7. Nach alledem ergibt sich, dass die von den Beschwerdeführenden vorgetragene Gefährdung in der allgemeinen Bürgerkriegssituation gründet. Dieser wurde im Rahmen der vorläufigen Aufnahme Rechnung getragen. Es ist weder davon auszugehen, dass die Beschwerdeführenden im Zeitpunkt der Ausreise aus Syrien einer asylrelevanten Verfolgung ausgesetzt waren, noch, dass sie im Falle einer Wiedereinreise eine asylrelevante Verfolgung zu befürchten hätten. Die Vorinstanz hat demnach zu Recht die Flüchtlingseigenschaft verneint und die Asylgesuche abgelehnt.

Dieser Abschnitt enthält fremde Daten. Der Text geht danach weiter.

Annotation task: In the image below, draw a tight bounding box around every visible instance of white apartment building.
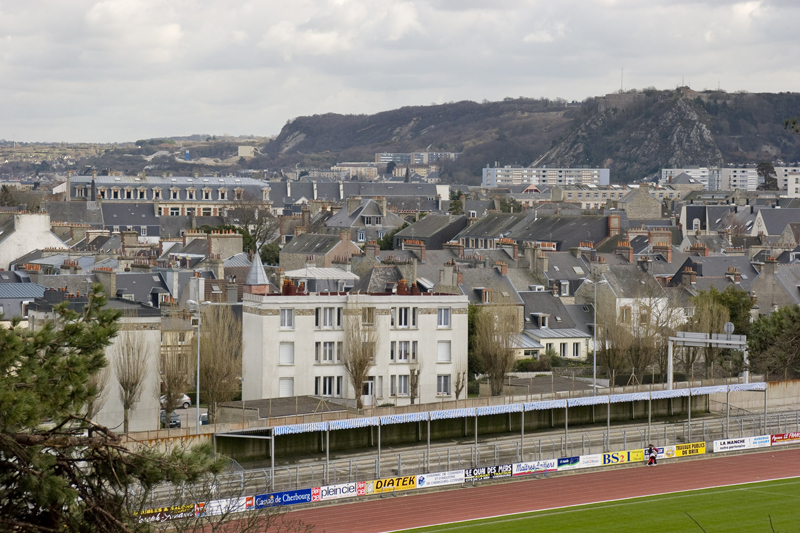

8. Die einzig im Asylpunkt zu überprüfende Verfügung verletzt Bundesrecht somit nicht und stellt den rechtserheblichen Sachverhalt richtig und vollständig fest (Art. 106 Abs. 1 AsylG). Die Beschwerde ist abzuweisen. 9. 9.1 Bei diesem Ausgang des Verfahrens wären die Kosten den Beschwerdeführenden aufzuerlegen (Art. 63 Abs. 1 VwVG). Da ihnen jedoch am 7. März 2019 die unentgeltliche Prozessführung gemäss Art. 65 Abs. 1 VwVG gewährt wurde und trotz Erwerbstätigkeit des Beschwerdeführers 1 weiterhin von der prozessualen Bedürftigkeit der Familie auszugehen ist, ist von der Kostenerhebung abzusehen. 9.2 Eine Parteientschädigung ist den unterliegenden Beschwerdeführenden, die nicht um amtliche Verbeiständung nachgesucht haben, nicht auszurichten (Art. 64 Abs. 1 VwVG). Demnach erkennt das Bundesverwaltungsgericht:
1. Die Beschwerde wird abgewiesen.
2. Es werden keine Verfahrenskosten erhoben.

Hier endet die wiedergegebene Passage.